While being the staple of the country, until about a hundred years ago, Japanese people most often cooked rice just once a day. It was quite the project to cook rice. The rice needs to be soaked in advance, a fire needs to be built inside the stove, an extremely heavy rice pot called kamado was used for cooking so lifting and cleaning was far from easy, and frankly the day was filled with many other jobs. From a practical perspective, there was probably only a single cooktop, so other dishes were made during a different daypart. All to say that hot freshly-steamed rice was eaten for one meal, and rice was repurposed in various ways for other meals. Packed in a bento or made into rice balls for lunch outside of the home, warmed as rice porridge or simply eaten at room temperature.

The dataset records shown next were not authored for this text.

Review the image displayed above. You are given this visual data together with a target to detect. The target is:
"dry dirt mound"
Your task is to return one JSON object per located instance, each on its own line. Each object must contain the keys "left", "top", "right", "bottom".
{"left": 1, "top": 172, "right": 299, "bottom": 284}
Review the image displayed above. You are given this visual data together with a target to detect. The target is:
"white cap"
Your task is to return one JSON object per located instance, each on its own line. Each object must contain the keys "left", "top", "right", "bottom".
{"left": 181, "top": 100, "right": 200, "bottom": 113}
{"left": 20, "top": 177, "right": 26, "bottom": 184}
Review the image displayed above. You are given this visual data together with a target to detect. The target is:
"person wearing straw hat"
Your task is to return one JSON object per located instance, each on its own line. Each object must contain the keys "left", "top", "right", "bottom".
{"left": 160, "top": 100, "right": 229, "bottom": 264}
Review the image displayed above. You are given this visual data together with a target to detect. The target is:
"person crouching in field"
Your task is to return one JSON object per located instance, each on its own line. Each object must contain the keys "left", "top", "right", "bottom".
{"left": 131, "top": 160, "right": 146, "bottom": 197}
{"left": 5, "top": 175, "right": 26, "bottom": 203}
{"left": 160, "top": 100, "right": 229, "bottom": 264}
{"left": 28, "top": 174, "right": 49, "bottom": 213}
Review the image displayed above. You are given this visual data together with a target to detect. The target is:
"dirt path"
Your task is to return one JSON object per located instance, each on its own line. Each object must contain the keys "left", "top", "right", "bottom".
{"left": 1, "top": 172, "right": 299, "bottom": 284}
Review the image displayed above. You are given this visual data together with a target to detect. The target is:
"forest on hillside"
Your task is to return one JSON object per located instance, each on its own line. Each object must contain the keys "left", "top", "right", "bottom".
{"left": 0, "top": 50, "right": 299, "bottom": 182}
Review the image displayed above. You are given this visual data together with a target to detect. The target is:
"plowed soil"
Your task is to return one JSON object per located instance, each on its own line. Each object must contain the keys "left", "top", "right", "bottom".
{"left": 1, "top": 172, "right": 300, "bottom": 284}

Until then, the rice was stored in an ohitsu.
It’s a technological prodigy. Artisans who craft ohitsu shape the container and lid just so. The hinoki breathes, allowing just enough moisture to remain and absorbing the rest, to ensure the grains remain perfectly bouncy and moist, without going stale or wet. Hinoki’s natural antibacterial properties keep rice safe to enjoy later in the day.
While more modern technologies like refrigerators and microwaves have made way for a different type of rice routine, there are people like me who recognize that the technology of the ohitsu is still hard to beat.